LIVRE : Une Machine comme moi (Machines like me) de Ian McEwan - 2019

71XEmD1uTWL1982. Le monde est tel qu'il est, les Beatles sortent un nouveau disque, Kennedy a échappé à un attentat à Dallas quelques décennies plus tôt, internet est roi du monde, Thatcher vacille après la défaite des Anglais aux Malouines, et Alan Turing, en pleine forme, met sur le marché sa nouvelle invention : des humanoïdes intelligents. Charlie, le héros du roman, achète justement un de ces "Adam", et expérimente la vie avec une intelligence artificielle... qui ne va pas sans mal, puisque Adam, après quelques réglages, s'immisce dans la vie de Charlie avec la tranquille assurance de la machine programmée pour être la plus efficace possible. Mais peut-on vivre avec un être parfait ? La vie n'est-elle pas justement vivable parce qu'elle est imparfaite, faite de compromis, de mensonges, de petites bassesses, d'injustices ? Notre futur ressemblera-t-il au monde juste, équitable, honnête mais hygiéniste et insupportable d'Adam ou à celui plein de défauts mais plus profond de Charlie ? C'est toute la question de cette uchronie passionnante de Ian McEwan, qui imagine ici un monde juste un peu au-dessus de celui qu'on a connu il y a 40 ans et le questionne en vrai angoissé du progrès : et si nous accueillions des robots et qu'ils n'étaient pas faits pour notre monde ?

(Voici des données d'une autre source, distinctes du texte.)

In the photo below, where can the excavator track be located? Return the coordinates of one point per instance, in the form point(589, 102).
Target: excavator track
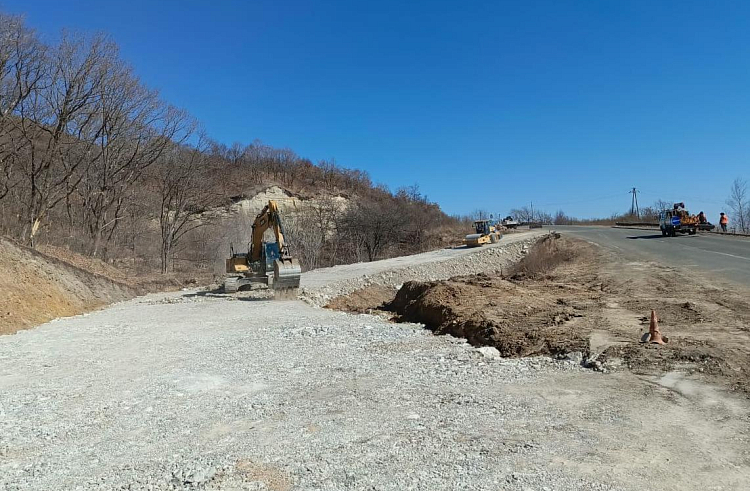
point(231, 284)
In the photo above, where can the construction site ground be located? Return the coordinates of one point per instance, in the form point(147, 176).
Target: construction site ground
point(200, 390)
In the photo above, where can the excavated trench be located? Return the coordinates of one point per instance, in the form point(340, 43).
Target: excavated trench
point(565, 298)
point(524, 312)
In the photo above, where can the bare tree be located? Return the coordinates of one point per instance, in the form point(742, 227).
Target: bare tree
point(739, 204)
point(374, 224)
point(180, 181)
point(522, 214)
point(136, 129)
point(60, 127)
point(22, 63)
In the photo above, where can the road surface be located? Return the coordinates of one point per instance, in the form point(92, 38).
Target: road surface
point(724, 257)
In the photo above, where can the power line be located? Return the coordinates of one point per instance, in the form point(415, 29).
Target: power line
point(587, 200)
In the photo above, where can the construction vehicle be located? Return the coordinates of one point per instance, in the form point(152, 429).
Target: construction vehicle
point(485, 233)
point(677, 220)
point(509, 222)
point(265, 263)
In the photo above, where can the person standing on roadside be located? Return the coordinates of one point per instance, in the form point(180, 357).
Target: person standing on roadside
point(723, 220)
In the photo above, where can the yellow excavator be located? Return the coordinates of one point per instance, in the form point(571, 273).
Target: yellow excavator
point(485, 233)
point(266, 263)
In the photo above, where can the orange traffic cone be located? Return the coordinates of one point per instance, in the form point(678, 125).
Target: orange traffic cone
point(653, 331)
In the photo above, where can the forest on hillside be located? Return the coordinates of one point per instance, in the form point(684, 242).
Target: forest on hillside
point(95, 161)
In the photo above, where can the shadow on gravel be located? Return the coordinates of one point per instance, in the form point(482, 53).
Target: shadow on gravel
point(216, 292)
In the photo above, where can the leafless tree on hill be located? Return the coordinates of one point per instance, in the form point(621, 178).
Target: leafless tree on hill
point(60, 127)
point(22, 64)
point(739, 204)
point(180, 183)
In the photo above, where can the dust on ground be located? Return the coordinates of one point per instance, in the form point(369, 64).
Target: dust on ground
point(365, 300)
point(568, 298)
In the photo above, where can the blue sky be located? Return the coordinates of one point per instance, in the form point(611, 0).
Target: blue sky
point(486, 105)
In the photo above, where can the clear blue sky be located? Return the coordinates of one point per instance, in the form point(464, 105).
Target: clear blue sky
point(483, 104)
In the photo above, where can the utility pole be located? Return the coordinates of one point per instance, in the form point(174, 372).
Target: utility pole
point(634, 203)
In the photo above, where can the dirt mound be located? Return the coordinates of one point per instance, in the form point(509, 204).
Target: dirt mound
point(566, 296)
point(491, 311)
point(524, 314)
point(36, 288)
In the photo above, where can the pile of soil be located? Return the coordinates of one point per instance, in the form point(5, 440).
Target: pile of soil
point(526, 313)
point(567, 296)
point(36, 288)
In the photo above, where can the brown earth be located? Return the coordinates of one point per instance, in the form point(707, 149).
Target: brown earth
point(36, 288)
point(568, 296)
point(363, 301)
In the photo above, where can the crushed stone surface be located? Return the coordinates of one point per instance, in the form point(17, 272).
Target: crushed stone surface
point(199, 391)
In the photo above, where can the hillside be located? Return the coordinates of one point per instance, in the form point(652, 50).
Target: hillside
point(36, 288)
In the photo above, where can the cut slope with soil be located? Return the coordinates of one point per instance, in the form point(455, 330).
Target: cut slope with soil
point(36, 288)
point(518, 316)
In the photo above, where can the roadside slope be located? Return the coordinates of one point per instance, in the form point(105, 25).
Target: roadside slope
point(36, 288)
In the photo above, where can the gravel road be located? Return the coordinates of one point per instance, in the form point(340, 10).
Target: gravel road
point(200, 391)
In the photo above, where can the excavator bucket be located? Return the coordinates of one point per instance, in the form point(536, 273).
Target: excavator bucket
point(286, 274)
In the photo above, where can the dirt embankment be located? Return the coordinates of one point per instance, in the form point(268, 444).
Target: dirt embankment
point(526, 312)
point(566, 297)
point(36, 288)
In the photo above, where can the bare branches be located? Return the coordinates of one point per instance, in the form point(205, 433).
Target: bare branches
point(739, 203)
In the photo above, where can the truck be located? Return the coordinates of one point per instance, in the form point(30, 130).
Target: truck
point(677, 221)
point(509, 222)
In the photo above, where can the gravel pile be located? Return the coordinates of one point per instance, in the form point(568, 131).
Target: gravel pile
point(430, 266)
point(248, 395)
point(192, 390)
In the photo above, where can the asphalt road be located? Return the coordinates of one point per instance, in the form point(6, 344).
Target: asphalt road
point(725, 257)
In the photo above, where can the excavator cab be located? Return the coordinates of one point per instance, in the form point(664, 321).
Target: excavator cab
point(485, 233)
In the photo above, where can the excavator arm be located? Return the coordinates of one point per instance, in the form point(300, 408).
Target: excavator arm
point(267, 218)
point(286, 269)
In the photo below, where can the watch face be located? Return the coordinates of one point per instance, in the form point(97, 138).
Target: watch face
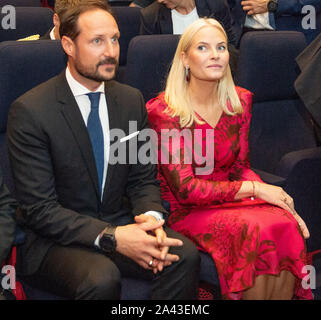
point(107, 243)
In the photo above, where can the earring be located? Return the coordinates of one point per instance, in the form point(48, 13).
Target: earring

D'abord le livre est drôle : la programmation du caractère de ce robot, ses premiers pas vacillants, le hiatus qui existe avec le monde décrit et celui qu'on connaît, créent des situations drolatiques et absurdes irrésistibles. On reconnaît le McEwan satiriste, celui qui sait comme personne créer des situations décalées et crédibles. Ici, c'est par exemple Adam qui couche avec la fiancée de Charlie et s'avère être un merveilleux amant ; puis le même qui, interdit de sexe, se met à créer des haikus vibrants de beauté ou cultive une spécialisation dans les textes de Shakespeare. Une Machine comme moi est d'abord passionnant parce qu'il est drôle et pertinent, dessinant un monde crédible même si imaginaire. Le narrateur est un petit mec tout de bone volonté, avide d'expérience avec son robot, passionné de sciences et admirateur des travaux de Turing, et en même temps concerné par cette sombre histoire de viol de sa fiancée. Histoire qui va emmener notre trio à la Jules et Jim à se remettre complètement en question puis à remettre en question leur morale opposée à celle de leur robot. Parce que, deuxième effet, le livre de McEwan s'assombrit de plus en plus, gagne en profondeur au fil des pages, et plonge peu à peu dans un effrayant roman de SF distopique. Un peu à la manière des mutants robotisés de Blade Runner, les robots ici, terrifiés par leurs choix moraux face à une société qui n'est pas morale du tout, finissent par s'auto-saboter, dans un acte d'une belle tristesse qui finit par marquer le roman d'une mélancolie troublante. La rencontre de Charlie avec Turing est le tournant du livre, qui devient dès lors plus douloureux et plus tendu : Adam devient trouble, dangereux, Charlie moins sûr de lui, sa fiancée plus ambiguë, et cette histoire, partie dans le fun, devient une triste variation sur le genre humain et sa nature bancale. Avec toujours un sens aigu de la narration, qui fait qu'on dévore ces 400 pages avec avidité, McEwan crée un texte parfait, à la fois farce macabre et anticipation pré-apocalyptique, essai sur la psychologie humaine et brillant récit de suspense.